2. When a table has changed, rerun the query.

There is no incremental updating of row results, no smart detection of whether the updated rows have an effect on the query. But it works with practically any query, including joins, aggregates, and even views and CTEs in the case of PowerSync and Evolu. And in most cases, SQLite is fast enough that performance is not an issue.




Hey, Electric co-founder here.

Yup, our reactivity is quite simple at the moment, as described, and works quite well because SQLite is so fast.
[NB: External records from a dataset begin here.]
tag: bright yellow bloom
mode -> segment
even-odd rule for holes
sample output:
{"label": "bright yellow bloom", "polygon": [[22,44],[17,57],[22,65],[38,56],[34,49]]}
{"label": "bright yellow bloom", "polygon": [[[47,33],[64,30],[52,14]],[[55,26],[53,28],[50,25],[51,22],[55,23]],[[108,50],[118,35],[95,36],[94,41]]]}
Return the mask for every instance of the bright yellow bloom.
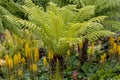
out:
{"label": "bright yellow bloom", "polygon": [[114,51],[114,53],[116,53],[116,50],[117,50],[117,44],[113,43],[113,51]]}
{"label": "bright yellow bloom", "polygon": [[80,49],[83,48],[83,41],[80,41],[80,42],[79,42],[79,47],[80,47]]}
{"label": "bright yellow bloom", "polygon": [[115,39],[113,36],[109,37],[109,43],[111,46],[115,43]]}
{"label": "bright yellow bloom", "polygon": [[37,65],[36,64],[30,64],[30,71],[31,72],[37,71]]}
{"label": "bright yellow bloom", "polygon": [[92,45],[91,45],[91,54],[94,54],[94,42],[92,42]]}
{"label": "bright yellow bloom", "polygon": [[20,54],[20,52],[18,53],[17,56],[18,56],[18,60],[19,60],[18,62],[21,63],[21,54]]}
{"label": "bright yellow bloom", "polygon": [[18,65],[18,56],[14,55],[14,65]]}
{"label": "bright yellow bloom", "polygon": [[114,54],[113,49],[109,49],[109,55],[112,56]]}
{"label": "bright yellow bloom", "polygon": [[8,56],[8,54],[6,54],[5,60],[6,60],[6,65],[9,66],[9,56]]}
{"label": "bright yellow bloom", "polygon": [[101,56],[100,61],[103,62],[103,63],[106,61],[106,54],[105,53]]}
{"label": "bright yellow bloom", "polygon": [[8,56],[8,54],[5,57],[6,60],[6,65],[8,68],[12,69],[13,68],[13,60],[11,57]]}
{"label": "bright yellow bloom", "polygon": [[49,60],[53,59],[53,51],[52,50],[50,50],[49,53],[48,53],[48,59]]}
{"label": "bright yellow bloom", "polygon": [[13,68],[13,60],[11,57],[9,58],[8,63],[9,63],[9,68],[12,69]]}
{"label": "bright yellow bloom", "polygon": [[67,56],[70,56],[70,49],[67,50]]}
{"label": "bright yellow bloom", "polygon": [[48,65],[48,62],[47,62],[47,59],[46,59],[46,57],[43,57],[43,63],[44,63],[44,66],[45,66],[45,67],[47,67],[47,65]]}
{"label": "bright yellow bloom", "polygon": [[28,59],[32,59],[31,49],[30,49],[28,43],[26,43],[26,45],[25,45],[25,53],[26,53],[26,57]]}
{"label": "bright yellow bloom", "polygon": [[35,48],[35,52],[34,52],[34,60],[35,62],[38,62],[39,61],[39,50],[38,48]]}
{"label": "bright yellow bloom", "polygon": [[25,58],[21,59],[22,64],[25,64]]}
{"label": "bright yellow bloom", "polygon": [[118,38],[117,38],[117,42],[119,42],[120,41],[120,36],[118,36]]}
{"label": "bright yellow bloom", "polygon": [[20,77],[23,76],[23,71],[22,71],[22,70],[19,70],[19,71],[18,71],[18,76],[20,76]]}
{"label": "bright yellow bloom", "polygon": [[117,46],[117,54],[120,55],[120,45]]}
{"label": "bright yellow bloom", "polygon": [[13,75],[11,75],[9,80],[14,80],[14,76],[13,76]]}
{"label": "bright yellow bloom", "polygon": [[0,66],[3,66],[6,63],[4,59],[0,59]]}

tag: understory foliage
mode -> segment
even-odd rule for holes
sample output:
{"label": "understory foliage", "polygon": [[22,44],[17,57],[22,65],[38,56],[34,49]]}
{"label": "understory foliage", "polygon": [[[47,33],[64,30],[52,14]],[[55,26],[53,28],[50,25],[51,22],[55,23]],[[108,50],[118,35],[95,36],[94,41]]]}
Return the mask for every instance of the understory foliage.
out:
{"label": "understory foliage", "polygon": [[[95,14],[93,17],[106,15],[109,16],[103,24],[106,29],[119,32],[120,26],[120,0],[50,0],[57,3],[58,6],[66,4],[75,4],[78,8],[83,8],[88,5],[95,6]],[[97,21],[97,20],[96,20]]]}
{"label": "understory foliage", "polygon": [[[119,3],[0,0],[0,79],[119,79]],[[97,46],[104,37],[107,51]]]}
{"label": "understory foliage", "polygon": [[[94,15],[94,6],[76,9],[74,5],[67,5],[59,8],[50,3],[44,12],[41,7],[26,0],[25,5],[21,7],[29,21],[13,15],[4,15],[4,19],[17,28],[28,28],[44,42],[48,50],[52,50],[55,54],[64,54],[70,44],[76,44],[81,40],[95,41],[100,37],[114,34],[105,30],[102,24],[92,22],[95,20],[90,19]],[[106,17],[102,16],[100,21],[104,18]]]}

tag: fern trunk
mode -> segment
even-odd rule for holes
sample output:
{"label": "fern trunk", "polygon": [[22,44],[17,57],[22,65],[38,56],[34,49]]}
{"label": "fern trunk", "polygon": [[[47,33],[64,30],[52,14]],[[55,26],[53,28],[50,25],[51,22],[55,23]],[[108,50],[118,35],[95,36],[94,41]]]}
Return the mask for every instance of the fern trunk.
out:
{"label": "fern trunk", "polygon": [[87,50],[88,50],[88,39],[85,39],[85,41],[83,42],[83,48],[80,49],[80,47],[78,46],[79,60],[81,65],[83,65],[84,62],[86,62],[88,59]]}
{"label": "fern trunk", "polygon": [[59,61],[59,64],[60,64],[60,72],[62,72],[63,69],[64,69],[65,65],[64,65],[64,58],[63,58],[63,56],[54,55],[53,59],[50,61],[50,68],[51,68],[52,75],[54,75],[54,73],[55,73],[57,60]]}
There are other projects doing more sophisticated reactivity algorithms, like Riffle/LiveStore, which has a reactive DAG optimised to avoid re-rendering and https://github.com/vlcn-io/materialite, which is like differential dataflow for live queries.

They're quite bleeding edge at the moment, but you can expect more efficient primitives for incremental view maintenance / efficient subscriptions to land in the embedded database layer quite soon.

Just also re: above, shape filtering for partial sync landed in v0.10 https://electric-sql.com/blog/2024/04/10/electricsql-v0.10-r... :)


Thanks! Electric looks great! though I'm wondering how it works in scale. I'm using Postgres and have some heavy queries, would be great to cache\materizlized the results instead of re-run them every time for every user, or for returning users without any change in the data.